Haven't fished those reservoirs. I've fished Charles mill and alum. Other than the jet skiers cm is a very peaceful reservoir. Alum is...well....a joke (or funhouse if you prefer). Cm is 2.5x smaller than alum. There have been recent boating deaths at alum due to recklessness. I just don't want cm turning into alum.


----------



## viper1 (Apr 13, 2004)

Email is sent. Im totaly in line with you. I think speed limit is the way to go not HP. They started opening lakes that were 9.9 to unlimited already and Ive heard no complaints yet.


----------



## Steeg (Nov 12, 2010)

Viper1, RonT and Hatchetman, Thanks for the support! This would definitely benefit everyone. JamesT, I have to wonder if you are talking about Charles Mill Lake in Richland and Ashland Counties. I have fished Charles Mill for almost 40 years and I am yet to see a jet-ski on Charles Mill. Remember, Charles Mill is currently a 9.9 hp lake. I know of no jet-skis that are this low of horsepower. You also make the statement you don't want Charles Mill to turn into an Alum Creek. What part of no wake do you not understand? I will restate what is trying to be accomplished; unlimited horsepower and "no wake" on anything over 9.9 hp. This has worked on other lakes and I know it will work on Charles Mill.


----------



## froggtogg (May 10, 2009)

tough decesion. the 9.9 boys have had control of these lakes for a long time and are happy! Now some want to go umlimited hp and impose a speed limit. I really have a hard time making up my mind about this. just a thought, but maybe unlimited hp and a speed limit of 25 mph, with no wake zones and no personal watercraft or waterskings on what is considered a 9.9 lake now. I could go for this and I think maybe everyone will be happy. lol. just to let you know I have a 150 hp boat and a 9.9 in the garage so I can swing either way. It would be nice to have only one boat though. Frogg


----------



## JamesT (Jul 22, 2005)

Well I was getting my reservoirs mixed up. I was thinking pleasant hill, not Charles mill. 
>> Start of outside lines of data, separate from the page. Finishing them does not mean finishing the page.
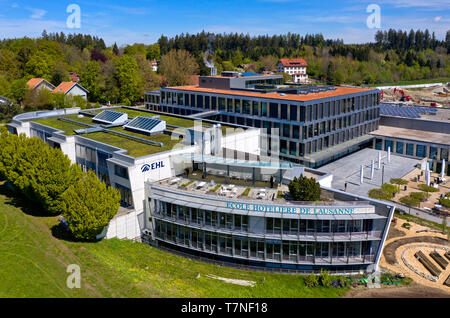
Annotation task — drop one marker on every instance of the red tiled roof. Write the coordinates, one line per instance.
(301, 98)
(194, 79)
(293, 62)
(64, 87)
(32, 83)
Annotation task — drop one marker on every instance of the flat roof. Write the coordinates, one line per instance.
(412, 134)
(340, 91)
(134, 147)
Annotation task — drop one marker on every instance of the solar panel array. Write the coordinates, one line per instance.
(406, 111)
(108, 116)
(315, 89)
(143, 123)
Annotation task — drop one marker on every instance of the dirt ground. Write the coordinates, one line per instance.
(422, 96)
(412, 291)
(397, 241)
(413, 187)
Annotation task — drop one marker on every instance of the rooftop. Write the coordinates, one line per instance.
(216, 186)
(134, 147)
(339, 91)
(412, 134)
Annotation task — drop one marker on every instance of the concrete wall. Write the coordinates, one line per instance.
(417, 124)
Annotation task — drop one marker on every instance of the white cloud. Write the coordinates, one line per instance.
(36, 13)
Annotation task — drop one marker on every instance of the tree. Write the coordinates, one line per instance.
(115, 49)
(18, 89)
(89, 79)
(40, 65)
(177, 66)
(127, 77)
(304, 189)
(88, 205)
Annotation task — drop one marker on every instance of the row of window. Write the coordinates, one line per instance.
(408, 149)
(271, 110)
(239, 222)
(260, 248)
My opinion would depend on if I could take my canoe to an unlimited hp/no wake reservoir and not get pissed off bc of people breaking the rules.


----------



## Steeg (Nov 12, 2010)

Hey JamesT, although you will always have some idiot that has to try to ruin it for everyone, I don't think you would have to worry taking your canoe on Charles Mill Lake. The biggest part of the lake is really shallow with scattered stumps. Unless a person really knows the lake, they would be taking a huge risk of tearing up their boat and or getting hurt, trying speed around the lake. It is a very nice lake. If we make it no wake, it will stay that way. BTW- Charles Mill Lake is approx. 1100 acres. Pleasant Hill is 850 acres.


----------



## JamesT (Jul 22, 2005)

I noticed the difference in acreage of PH and CM and that PH is unlimited. I've fished PH 3-4 times in my canoe and like I said earlier it was very peaceful other than the jetskies but they weren't breaking any rules so so be it. That is a beautiful area, I even caught a pike in the nearby KOA campground pond lol. I also was unaware that unlimited HP/no wake existed. So sorry for my premature posts since I have no experience to base the comments on. I mostly fish Alum and I think it is the biggest "funhouse" in all of Ohio. Rules do need to be enforced of course. Good luck. I do see your point of view.


----------



## fished-out (Dec 20, 2005)

JamesT said:


> I noticed the difference in acreage of PH and CM and that PH is unlimited. I've fished PH 3-4 times in my canoe and like I said earlier it was very peaceful other than the jetskies but they weren't breaking any rules so so be it. That is a beautiful area, I even caught a pike in the nearby KOA campground pond lol. I also was unaware that unlimited HP/no wake existed. So sorry for my premature posts since I have no experience to base the comments on. I mostly fish Alum and I think it is the biggest "funhouse" in all of Ohio. Rules do need to be enforced of course. Good luck. I do see your point of view.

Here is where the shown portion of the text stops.